Lou Reed, himself in his decadent years a role model for people who should’ve known better, was a good one for irony, and the song refrain “her life was saved by rock n’ roll”, is very much in tune with this book. I dearly hope the author of “Bodies” is in a better place than he was, and has whatever difficulties he had are now under control. Ian Winwood has written a book that is a corrective to those who think “The Dirt” or “Hammer of the Gods” is instruction manuals, rather than warnings.
Length of Read:Medium
Might appeal to people who enjoyed…
The more serious side of music biography, and most definitely the recent book by Nick Duerden, “Exit Stage Left” (reviewed below on this webpage) on what happens when a music artist’s career becomes “more selective”.
One thing you’ve learned
Rock musicians have to work very hard to move beyond adolescence, as the whole business of loud musics is to keep this phase going, adolescence and the early 20s generally being when a musician’s best work is done in this particular genre. If an artist can reconcile these dynamics and mature into an adult, leaving behind the madness, they are a very lucky person. I’m not sure I want to be a rock star any more.

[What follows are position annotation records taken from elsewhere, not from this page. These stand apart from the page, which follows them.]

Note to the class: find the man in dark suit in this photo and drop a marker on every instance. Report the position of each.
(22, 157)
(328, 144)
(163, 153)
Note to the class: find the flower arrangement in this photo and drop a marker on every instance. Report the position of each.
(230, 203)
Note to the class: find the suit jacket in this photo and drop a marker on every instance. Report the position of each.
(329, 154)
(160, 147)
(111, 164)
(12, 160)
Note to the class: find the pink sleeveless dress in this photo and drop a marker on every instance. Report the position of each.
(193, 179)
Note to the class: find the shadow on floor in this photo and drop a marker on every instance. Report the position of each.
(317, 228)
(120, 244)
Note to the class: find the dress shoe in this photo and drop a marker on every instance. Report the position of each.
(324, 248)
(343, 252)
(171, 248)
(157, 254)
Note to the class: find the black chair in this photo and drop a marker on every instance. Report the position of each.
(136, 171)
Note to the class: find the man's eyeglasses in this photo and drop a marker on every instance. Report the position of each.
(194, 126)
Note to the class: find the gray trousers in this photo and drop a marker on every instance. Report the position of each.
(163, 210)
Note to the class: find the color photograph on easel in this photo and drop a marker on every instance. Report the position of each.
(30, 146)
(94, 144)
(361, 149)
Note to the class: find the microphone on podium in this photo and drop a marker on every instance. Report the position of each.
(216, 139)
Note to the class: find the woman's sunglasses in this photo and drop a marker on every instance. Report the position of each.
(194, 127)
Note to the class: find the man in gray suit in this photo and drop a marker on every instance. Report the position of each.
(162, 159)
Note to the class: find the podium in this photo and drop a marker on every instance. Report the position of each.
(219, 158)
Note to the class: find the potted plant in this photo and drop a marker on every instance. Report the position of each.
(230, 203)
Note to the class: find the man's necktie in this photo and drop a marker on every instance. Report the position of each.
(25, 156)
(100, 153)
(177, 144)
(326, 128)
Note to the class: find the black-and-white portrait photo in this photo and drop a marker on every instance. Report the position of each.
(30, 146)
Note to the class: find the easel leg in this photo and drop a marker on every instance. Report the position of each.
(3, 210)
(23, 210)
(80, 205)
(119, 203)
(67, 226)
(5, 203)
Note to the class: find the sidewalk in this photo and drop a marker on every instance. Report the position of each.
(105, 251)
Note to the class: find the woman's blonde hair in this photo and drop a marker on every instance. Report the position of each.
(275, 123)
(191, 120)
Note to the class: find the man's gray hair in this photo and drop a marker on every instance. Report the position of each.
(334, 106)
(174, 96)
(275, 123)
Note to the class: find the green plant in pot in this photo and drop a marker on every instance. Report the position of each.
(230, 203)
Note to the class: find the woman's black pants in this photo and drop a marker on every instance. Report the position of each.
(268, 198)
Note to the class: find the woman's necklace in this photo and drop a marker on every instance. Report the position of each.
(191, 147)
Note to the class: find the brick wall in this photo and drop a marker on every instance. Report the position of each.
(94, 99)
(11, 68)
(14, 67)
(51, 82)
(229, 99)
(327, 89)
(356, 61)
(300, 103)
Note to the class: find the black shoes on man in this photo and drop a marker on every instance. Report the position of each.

Nice review. Had this on the to buy list for a while ever since a v good review in the Grauniad. What’s put me off so far is its focus on a genre of music I know (or care tbh) little about. But by the looks of it that’s probably not an issue. What say you @Vincent?

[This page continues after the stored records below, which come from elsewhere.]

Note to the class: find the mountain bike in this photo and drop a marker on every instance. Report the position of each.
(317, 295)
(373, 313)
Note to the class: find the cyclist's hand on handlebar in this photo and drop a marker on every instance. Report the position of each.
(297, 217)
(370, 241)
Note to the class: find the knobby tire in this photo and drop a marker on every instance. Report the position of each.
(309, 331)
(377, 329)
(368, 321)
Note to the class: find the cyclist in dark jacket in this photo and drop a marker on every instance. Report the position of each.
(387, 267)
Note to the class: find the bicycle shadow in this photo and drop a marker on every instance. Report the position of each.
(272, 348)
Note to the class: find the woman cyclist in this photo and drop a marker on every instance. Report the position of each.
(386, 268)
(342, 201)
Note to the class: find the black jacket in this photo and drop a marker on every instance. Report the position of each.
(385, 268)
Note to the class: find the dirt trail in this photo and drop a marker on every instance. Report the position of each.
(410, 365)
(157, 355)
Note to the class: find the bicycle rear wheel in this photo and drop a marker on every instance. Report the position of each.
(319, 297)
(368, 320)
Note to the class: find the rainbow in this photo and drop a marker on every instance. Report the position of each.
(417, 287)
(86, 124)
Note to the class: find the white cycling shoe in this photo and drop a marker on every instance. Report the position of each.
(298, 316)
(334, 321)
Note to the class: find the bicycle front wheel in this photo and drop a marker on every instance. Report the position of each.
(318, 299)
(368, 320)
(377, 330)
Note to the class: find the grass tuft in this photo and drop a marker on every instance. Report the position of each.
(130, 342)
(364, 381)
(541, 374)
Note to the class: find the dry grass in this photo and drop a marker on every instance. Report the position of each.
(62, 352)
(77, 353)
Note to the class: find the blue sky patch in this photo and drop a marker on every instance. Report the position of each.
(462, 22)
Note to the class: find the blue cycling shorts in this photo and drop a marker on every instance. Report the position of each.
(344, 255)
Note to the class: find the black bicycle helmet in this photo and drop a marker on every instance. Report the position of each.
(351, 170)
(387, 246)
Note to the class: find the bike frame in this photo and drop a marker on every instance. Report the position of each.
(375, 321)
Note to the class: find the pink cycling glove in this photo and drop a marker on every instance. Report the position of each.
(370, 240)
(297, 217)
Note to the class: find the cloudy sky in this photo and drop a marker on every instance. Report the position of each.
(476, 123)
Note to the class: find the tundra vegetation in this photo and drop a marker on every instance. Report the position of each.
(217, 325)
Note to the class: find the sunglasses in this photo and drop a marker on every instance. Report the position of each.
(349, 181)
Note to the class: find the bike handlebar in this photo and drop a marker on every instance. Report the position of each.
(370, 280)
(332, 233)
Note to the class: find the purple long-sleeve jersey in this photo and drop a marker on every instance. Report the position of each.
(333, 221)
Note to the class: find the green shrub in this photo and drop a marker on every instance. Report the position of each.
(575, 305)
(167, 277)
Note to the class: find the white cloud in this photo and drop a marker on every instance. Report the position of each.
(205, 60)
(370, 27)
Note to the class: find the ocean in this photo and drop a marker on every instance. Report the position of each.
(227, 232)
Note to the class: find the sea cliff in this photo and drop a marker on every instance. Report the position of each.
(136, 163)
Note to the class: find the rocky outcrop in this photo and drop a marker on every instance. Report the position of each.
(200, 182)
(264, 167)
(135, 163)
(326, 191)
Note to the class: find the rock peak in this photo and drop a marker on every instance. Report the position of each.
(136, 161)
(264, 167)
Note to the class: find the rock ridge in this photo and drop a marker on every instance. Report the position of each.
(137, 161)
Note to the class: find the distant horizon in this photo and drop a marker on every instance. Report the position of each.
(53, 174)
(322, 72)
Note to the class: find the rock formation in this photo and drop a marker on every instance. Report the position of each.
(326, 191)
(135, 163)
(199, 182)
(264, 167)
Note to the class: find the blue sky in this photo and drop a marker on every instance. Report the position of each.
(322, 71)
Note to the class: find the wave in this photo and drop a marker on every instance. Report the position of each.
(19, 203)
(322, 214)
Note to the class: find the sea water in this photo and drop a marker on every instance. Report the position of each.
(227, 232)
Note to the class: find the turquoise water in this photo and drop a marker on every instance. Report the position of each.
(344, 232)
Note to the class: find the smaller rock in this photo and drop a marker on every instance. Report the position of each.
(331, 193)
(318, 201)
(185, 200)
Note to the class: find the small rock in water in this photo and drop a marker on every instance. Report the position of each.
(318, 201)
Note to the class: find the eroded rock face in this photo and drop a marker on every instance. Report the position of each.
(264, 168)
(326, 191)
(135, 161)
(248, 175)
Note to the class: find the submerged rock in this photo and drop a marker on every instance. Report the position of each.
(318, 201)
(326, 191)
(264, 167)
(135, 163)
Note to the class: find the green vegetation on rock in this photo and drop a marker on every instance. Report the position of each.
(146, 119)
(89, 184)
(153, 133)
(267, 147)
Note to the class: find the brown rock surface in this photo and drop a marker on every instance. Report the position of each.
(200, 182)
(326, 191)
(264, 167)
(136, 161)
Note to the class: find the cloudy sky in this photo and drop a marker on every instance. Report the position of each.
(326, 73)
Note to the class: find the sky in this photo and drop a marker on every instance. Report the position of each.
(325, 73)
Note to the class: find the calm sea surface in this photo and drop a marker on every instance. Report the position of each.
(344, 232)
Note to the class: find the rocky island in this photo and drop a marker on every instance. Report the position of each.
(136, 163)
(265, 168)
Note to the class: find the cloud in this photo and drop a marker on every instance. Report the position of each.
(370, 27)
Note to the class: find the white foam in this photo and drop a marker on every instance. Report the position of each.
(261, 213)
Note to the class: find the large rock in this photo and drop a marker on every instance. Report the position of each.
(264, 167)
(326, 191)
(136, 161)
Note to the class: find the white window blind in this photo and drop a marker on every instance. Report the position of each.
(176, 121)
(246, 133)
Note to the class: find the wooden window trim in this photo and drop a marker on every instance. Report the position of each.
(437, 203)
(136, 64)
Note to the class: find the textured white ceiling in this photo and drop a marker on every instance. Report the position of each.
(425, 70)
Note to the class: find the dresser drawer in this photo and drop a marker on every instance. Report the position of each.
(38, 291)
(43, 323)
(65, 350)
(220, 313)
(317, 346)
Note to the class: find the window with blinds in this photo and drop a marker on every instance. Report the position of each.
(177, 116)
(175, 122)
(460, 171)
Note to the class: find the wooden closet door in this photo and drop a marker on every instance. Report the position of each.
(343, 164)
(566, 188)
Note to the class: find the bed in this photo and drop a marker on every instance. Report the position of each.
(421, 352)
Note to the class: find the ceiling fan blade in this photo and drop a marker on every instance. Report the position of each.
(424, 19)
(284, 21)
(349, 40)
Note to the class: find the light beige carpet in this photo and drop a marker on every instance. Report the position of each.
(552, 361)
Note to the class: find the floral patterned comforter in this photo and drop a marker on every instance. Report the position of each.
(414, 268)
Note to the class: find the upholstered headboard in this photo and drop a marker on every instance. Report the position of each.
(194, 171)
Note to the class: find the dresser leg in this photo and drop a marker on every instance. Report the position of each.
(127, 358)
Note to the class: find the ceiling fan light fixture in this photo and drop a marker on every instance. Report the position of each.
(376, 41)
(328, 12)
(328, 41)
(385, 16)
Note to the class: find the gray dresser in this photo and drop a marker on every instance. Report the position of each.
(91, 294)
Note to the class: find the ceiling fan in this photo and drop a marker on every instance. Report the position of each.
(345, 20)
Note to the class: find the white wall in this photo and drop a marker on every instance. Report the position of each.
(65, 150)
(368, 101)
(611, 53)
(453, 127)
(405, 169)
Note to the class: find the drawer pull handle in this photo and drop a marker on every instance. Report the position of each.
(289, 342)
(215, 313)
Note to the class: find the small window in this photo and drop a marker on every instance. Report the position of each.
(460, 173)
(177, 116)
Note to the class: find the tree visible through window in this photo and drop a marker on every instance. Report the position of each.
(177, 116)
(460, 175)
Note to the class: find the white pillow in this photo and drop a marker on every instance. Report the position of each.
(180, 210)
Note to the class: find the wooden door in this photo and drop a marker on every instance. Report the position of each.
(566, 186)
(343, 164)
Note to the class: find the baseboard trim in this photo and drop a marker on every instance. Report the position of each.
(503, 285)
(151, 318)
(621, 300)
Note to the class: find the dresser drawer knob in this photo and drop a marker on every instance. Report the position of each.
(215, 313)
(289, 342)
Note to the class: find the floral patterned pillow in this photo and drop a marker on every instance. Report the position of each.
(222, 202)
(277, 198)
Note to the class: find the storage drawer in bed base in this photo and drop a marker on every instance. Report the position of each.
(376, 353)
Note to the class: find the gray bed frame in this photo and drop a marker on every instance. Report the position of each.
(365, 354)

Thanks! You don’t need to like “drilling and vomiting music” (thanks, David Mitchell) to enjoy this book, grim read though it is. FWIW, I think it is good on conveying the joy in that sort of music, which is often dismissed in ways that would be seen as very prejudiced if expressed in relation to other musical styles. Received-wisdom rock music critic/snobs enabled sneering at rock and metal for decades (well done Motorhead, and then The Cult and Nirvana for knocking THAT down). I think the book is more about the music industry, the troubled personalities involved, the acceptance of using drink and drugs in excess, and how it enables psychopathology. I would be very surprised if the observations did not apply to rap, soul, and folk music, etc. Folky-jazz-psychedelic John Martyn’s life and career followed many of the painful trajectories drawn out by Ian Winwood’s observations.